If you need to fool some particularly whiny guests, have a “chicken of the woods” dish and they can check it thinking it’s chicken and then eat it and still think they’re eating chicken.
Post # 30
If it’s important to you, go for it. I’m a meat eater but enjoy vegan and vegetarian food, so long as it does not include soy-based meat substitutes (allergic). My biggest suggestion is first to make sure you include a spot for allergies/intolerances on RSVP cards. Soy allergies are on the rise.

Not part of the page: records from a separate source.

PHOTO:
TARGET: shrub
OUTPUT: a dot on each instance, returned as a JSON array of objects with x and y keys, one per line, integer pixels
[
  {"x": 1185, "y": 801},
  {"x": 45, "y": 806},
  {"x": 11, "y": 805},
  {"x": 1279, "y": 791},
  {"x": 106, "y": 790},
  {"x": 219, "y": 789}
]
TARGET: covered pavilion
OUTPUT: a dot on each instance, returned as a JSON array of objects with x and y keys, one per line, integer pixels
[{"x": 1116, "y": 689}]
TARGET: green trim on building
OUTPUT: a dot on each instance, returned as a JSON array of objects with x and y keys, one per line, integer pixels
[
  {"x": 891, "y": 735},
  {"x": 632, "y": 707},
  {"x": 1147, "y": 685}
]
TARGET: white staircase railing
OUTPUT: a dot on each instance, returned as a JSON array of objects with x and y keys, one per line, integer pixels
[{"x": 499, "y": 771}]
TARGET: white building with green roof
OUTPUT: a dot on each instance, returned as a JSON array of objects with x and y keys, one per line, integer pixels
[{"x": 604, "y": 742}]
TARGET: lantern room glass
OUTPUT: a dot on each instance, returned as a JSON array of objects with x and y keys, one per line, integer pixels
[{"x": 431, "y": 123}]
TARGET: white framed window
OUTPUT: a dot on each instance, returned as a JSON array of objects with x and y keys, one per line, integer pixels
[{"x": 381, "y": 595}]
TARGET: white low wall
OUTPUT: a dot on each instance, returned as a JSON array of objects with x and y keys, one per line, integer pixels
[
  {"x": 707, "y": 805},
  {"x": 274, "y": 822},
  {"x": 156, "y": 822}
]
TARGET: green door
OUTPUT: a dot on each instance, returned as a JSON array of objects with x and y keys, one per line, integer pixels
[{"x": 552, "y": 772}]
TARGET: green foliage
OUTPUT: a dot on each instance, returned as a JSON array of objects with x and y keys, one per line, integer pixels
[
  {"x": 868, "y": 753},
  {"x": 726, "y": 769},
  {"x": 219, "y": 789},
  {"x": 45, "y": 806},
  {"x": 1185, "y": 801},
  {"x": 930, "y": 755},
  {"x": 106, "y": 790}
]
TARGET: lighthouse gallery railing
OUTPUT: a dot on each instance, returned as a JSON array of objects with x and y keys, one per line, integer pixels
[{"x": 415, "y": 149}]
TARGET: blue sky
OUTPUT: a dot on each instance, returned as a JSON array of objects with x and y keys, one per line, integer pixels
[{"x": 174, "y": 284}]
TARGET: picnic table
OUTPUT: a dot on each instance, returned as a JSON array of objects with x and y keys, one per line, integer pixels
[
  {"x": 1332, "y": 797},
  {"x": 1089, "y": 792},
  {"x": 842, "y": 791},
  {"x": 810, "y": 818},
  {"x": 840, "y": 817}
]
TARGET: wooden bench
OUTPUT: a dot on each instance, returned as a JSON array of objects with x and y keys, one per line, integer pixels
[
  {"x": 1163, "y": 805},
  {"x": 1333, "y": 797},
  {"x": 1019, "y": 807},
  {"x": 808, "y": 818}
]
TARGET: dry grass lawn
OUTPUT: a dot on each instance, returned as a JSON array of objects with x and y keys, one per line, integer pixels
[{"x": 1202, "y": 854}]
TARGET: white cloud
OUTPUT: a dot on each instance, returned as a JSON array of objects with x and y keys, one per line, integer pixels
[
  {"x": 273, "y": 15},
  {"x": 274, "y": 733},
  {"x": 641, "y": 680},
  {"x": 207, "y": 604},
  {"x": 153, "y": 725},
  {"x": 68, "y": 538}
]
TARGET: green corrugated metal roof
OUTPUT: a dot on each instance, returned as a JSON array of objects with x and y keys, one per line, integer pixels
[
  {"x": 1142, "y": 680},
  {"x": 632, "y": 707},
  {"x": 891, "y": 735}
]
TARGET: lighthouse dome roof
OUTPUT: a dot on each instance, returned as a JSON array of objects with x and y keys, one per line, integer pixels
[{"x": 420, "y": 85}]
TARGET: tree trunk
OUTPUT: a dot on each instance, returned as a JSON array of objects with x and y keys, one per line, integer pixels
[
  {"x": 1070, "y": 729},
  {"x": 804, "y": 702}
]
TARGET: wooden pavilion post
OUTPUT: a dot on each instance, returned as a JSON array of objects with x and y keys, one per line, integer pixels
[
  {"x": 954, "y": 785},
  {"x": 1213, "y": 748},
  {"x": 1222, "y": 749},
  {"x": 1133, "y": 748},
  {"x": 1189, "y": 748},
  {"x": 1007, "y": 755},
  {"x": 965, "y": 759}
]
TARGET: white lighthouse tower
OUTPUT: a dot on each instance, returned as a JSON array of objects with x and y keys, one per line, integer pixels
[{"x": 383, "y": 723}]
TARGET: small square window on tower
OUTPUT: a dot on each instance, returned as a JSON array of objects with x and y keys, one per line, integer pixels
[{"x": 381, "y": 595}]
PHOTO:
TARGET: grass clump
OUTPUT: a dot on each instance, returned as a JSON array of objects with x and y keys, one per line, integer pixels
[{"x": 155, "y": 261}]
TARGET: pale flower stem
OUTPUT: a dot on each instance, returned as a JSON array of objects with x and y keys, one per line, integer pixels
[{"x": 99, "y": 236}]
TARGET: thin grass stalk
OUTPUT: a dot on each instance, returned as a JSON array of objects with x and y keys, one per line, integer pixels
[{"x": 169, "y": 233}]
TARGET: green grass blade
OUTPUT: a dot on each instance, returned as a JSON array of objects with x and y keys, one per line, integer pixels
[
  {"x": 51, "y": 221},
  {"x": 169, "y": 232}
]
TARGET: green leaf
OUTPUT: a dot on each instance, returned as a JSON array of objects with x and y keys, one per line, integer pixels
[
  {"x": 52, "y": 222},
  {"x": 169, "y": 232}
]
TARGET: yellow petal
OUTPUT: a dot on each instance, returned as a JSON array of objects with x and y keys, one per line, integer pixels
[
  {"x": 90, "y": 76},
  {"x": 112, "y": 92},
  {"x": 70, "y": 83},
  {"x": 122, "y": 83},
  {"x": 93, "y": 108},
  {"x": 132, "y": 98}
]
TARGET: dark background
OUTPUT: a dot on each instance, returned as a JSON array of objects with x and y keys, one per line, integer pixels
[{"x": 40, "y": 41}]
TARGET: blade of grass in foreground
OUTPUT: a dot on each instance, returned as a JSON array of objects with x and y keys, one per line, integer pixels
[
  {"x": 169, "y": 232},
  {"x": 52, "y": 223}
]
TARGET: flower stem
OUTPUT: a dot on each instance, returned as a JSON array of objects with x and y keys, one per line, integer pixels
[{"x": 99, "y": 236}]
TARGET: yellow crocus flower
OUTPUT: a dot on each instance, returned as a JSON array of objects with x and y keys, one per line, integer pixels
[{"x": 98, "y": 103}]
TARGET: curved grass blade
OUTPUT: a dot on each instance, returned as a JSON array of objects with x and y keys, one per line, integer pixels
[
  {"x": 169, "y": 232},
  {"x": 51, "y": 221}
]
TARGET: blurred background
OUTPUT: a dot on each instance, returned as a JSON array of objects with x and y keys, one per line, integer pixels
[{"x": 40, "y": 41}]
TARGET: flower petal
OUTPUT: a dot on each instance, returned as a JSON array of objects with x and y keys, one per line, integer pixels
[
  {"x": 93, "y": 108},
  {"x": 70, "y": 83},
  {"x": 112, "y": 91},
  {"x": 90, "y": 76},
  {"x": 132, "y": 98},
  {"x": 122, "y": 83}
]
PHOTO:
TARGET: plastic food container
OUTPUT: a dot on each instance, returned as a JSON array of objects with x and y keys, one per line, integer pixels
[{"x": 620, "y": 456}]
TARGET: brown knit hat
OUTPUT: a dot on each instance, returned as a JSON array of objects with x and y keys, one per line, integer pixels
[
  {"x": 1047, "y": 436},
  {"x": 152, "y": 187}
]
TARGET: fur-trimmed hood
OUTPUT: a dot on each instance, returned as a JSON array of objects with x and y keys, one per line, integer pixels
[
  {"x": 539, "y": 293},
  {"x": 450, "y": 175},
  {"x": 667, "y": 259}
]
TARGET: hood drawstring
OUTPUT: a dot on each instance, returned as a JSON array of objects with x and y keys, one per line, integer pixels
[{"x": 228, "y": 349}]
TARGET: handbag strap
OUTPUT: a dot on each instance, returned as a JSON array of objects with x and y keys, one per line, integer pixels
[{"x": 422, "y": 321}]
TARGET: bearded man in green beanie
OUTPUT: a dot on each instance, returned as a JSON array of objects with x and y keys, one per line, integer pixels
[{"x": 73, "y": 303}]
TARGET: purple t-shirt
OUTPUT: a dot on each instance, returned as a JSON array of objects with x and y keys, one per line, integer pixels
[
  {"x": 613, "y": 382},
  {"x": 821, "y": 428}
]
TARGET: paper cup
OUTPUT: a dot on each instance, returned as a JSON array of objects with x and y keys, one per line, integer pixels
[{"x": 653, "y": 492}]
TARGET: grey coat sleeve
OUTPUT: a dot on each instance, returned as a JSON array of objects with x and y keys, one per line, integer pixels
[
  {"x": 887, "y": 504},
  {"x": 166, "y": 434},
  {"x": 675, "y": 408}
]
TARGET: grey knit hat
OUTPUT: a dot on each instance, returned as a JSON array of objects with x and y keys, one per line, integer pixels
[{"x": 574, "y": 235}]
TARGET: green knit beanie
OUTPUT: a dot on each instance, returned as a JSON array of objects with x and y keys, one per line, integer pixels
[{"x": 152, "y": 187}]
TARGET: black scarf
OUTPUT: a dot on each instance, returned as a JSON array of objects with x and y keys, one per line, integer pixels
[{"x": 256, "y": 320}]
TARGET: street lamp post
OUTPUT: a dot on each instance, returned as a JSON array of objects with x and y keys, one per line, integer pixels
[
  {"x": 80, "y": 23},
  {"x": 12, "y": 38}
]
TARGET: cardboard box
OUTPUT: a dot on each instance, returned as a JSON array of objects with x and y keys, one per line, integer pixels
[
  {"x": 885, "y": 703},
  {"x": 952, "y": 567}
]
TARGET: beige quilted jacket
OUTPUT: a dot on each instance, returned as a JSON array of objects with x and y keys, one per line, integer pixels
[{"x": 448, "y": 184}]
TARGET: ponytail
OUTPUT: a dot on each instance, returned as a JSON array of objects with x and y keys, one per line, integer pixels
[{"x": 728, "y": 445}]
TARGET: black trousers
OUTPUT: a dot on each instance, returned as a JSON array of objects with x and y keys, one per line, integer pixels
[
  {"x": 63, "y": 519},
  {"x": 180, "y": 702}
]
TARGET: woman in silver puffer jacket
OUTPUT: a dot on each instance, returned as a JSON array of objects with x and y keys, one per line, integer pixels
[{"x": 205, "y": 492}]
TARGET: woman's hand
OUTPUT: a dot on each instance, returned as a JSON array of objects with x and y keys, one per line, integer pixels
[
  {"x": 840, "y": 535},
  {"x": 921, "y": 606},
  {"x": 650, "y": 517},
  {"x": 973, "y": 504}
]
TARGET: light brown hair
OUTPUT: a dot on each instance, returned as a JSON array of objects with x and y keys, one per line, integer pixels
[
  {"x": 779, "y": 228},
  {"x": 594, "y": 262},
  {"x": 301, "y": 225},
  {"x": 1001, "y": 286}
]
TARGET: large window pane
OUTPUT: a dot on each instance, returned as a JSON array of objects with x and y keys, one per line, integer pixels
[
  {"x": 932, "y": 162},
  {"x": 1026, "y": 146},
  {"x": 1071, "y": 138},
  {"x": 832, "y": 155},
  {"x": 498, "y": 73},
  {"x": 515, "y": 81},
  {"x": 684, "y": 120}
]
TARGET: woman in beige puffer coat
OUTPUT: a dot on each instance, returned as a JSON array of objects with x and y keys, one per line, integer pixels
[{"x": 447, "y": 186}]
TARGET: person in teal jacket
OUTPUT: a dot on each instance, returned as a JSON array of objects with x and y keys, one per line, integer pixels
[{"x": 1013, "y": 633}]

I would probably focus the menu on food that are already vegan and I would probably do a buffet or stations reception over a plated meal so that people are able to choose what they want. My mind automatically goes to Italian: Pasta in marinara, pasta with pesto, vegetable lasagna, polenta (hits gluten free as well), salad with vinagrette, roasted vegetables, crusty bread with dipping oils, zeppoli dusted with powdered sugar, various crudite. Much though I normally drown my italian food in cheese, I probably wouldn’t notice its absence. A lot of Indian food and Hispanic cuisine is naturally vegan as well.
…and now I’m fantasizing about a wedding reception with Italian, Mexican, and Indian stations. I would be in heaven.